#### Abstract

Sepsis is a leading cause of mortality in intensive care units and costs hospitals billions of dollars annually worldwide. Predicting survival time for sepsis patients is a time-critical prediction problem. Considering the useful sequential information for sepsis development, this paper proposes a time-critical topic model (TiCTM) inspired by the latent Dirichlet allocation (LDA) model. The proposed TiCTM approach takes into account the time dependency structure between notes, measurement, and survival time of a sepsis patient. Experimental results on the public MIMIC-III database show that, overall, our method outperforms the conventional LDA and linear regression model in terms of recall, precision, accuracy, and F1-measure. It is also found that our method achieves the best performance by using 5 topics when predicting the probability for 30-day survival time.

#### 1. Introduction

Predicting the survival time of patients is an active research area for both clinicians and scientists [1–5]. It can significantly contribute to making decisions about clinical treatment, allocation of medical resources, and hospice care for patients [1]. Sepsis is a disease of life-threatening organ dysfunction caused by a dysregulated host response to infection [6]. Without timely treatment, sepsis can rapidly lead to tissue damage, organ failure, and death. Common signs and symptoms include fever, increased heart rate, increased breathing rate, and confusion. In US health systems, the cost for patients with sepsis accounted for more than $20 billion (5.2%) of total US hospital costs in 2011 [7]. In 2001–2010, one in twenty deaths in England was associated with sepsis based on information recorded on death certificates [8]. Although clinicians have made efforts to improve sepsis patient survival time, the mortality rate of sepsis is still very high [9, 10]. Thus, accurate prediction of survival time for sepsis patients could help clinicians conduct prevention, provide early warning and effective treatment, and reduce the mortality rate. Unfortunately, the pathogenesis of sepsis remains unclear. Predicting the survival time for specific diseases, such as sepsis, is still a challenging problem.

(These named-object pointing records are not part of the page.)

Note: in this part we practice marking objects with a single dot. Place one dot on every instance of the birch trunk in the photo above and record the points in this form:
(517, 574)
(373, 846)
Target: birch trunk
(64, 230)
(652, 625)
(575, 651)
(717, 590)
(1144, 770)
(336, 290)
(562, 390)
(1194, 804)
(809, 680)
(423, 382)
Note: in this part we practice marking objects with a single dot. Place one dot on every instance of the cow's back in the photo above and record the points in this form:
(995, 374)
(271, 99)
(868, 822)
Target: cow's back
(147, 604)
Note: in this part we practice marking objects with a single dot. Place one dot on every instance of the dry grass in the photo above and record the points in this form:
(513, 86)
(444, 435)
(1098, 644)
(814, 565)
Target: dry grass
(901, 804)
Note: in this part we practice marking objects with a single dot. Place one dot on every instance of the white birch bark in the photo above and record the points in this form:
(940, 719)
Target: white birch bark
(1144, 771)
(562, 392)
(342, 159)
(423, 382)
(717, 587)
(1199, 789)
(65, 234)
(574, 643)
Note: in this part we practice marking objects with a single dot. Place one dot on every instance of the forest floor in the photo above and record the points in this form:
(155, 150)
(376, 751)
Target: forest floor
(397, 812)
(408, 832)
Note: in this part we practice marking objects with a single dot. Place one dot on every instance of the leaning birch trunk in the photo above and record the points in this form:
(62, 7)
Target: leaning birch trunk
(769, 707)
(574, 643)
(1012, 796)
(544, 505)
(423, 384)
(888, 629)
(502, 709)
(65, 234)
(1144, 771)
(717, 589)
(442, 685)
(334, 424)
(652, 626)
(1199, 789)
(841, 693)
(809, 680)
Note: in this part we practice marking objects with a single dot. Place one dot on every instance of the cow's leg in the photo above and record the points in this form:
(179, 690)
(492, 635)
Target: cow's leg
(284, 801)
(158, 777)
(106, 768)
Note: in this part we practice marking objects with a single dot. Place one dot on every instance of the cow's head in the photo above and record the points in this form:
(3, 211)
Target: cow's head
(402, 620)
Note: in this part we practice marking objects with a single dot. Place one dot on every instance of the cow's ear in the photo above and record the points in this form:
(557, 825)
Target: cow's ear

To help clinicians understand the overall body situations of a patient, ICUs have introduced many different mechanisms for describing the patient’s body situation and progress in the ICU. Different severity of illness scores has been used to predict sepsis or mortality risk scores in the ICU. The most widely used score-based methods include the acute physiology and chronic health evaluation (APACHE III) [11], the simplified acute physiology score (SAPS II) [12], the modified early warning score (MEWS) [13], the sepsis-related organ failure assessment (SOFA) [14], and quick SOFA (qSOFA) [6]. In addition, Zhang and Hong [15] proposed a novel score for predicting hospital mortality for severe sepsis. These score-based methods utilize a set of easily obtainable measurements from various patients to generate risk scores. Although they allow clinicians to make rapid diagnostics of a patient, the obtained results are not satisfactory [16, 17]. Additionally, these score-based approaches only evaluate the patient body situation at specific times and cannot predict the survival time of sepsis patients because the development of sepsis is a time-sensitive process.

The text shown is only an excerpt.